A farmout program is continuing for Elixir’s four other 22nd Round Promote licenses. A Heads of Agreement has been signed with Canadian-listed Albion Petroleum for a portfolio farmin. Albion will earn an interest in between three and five licenses by funding a portion of the well costs of the first well on each license on a 2-for-1 basis. The Guinea well forms part of this group.

Progress is being made on the remainder of the 22nd Round farmout portfolio with at least one other license close to being fully farmed-out.

Northern North Sea Blocks 211/18b & 211/8b (EXR 80%)

A long offset seismic survey is scheduled to be acquired within the next month across the Leopard prospect in Block 211/18b. The objective is to further de-risk the prospect prior to resuming an intensified farmout campaign.

More seismic data has also been acquired for the Panther prospect in Block 211/ 8b in order to mature this combined structural and stratigraphic play for farmout.

24th Seaward Licensing Round

Elixir participated in the recent 24th UK offshore licensing round for which applications closed on June 15, 2006. Elixir, in partnership with two experienced North Sea companies, made a number of applications.

Announcement of the successful awards is expected to be made by the DTI in September or possibly even early October given the success of the round.

The 24th Seaward Licensing Round marked a 35-year high in terms of industry interest. Applications from 121 companies, including 25 new North Sea entrants, were made covering 147 licenses.

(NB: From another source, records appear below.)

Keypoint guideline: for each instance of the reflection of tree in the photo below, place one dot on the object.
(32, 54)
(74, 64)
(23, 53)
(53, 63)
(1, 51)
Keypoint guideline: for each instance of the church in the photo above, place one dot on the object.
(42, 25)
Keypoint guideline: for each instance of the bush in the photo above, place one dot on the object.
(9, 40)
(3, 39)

Elixir and its partners have submitted strong technical applications and hope to be successful. However, competition is fierce which demonstrates continuing market interest in the UK North Sea despite the recent well-publicized tax changes.


Forward Business Strategy

Elixir was listed on the ASX only two years ago. In the intervening period it has established an excellent portfolio of 14 UKCS licenses and participated in three exploration wells. Although the company is yet to record drilling success in the area, it is fully committed to exploring the diverse array of prospects and leads across its license areas.

Most of the reasons that brought the company to the North Sea remain valid today, including relatively large prospects for smaller companies, a good fiscal regime by global standards, production infrastructure, and a pool of experienced people.

However the increasing competition and sharply rising costs in the region need to be recognized in our business model going forward. Consequently Elixir has stepped up its efforts to bring producing or near-production assets into the portfolio. Such projects would add diversity and balance to our existing exploration base in addition to providing cashflow.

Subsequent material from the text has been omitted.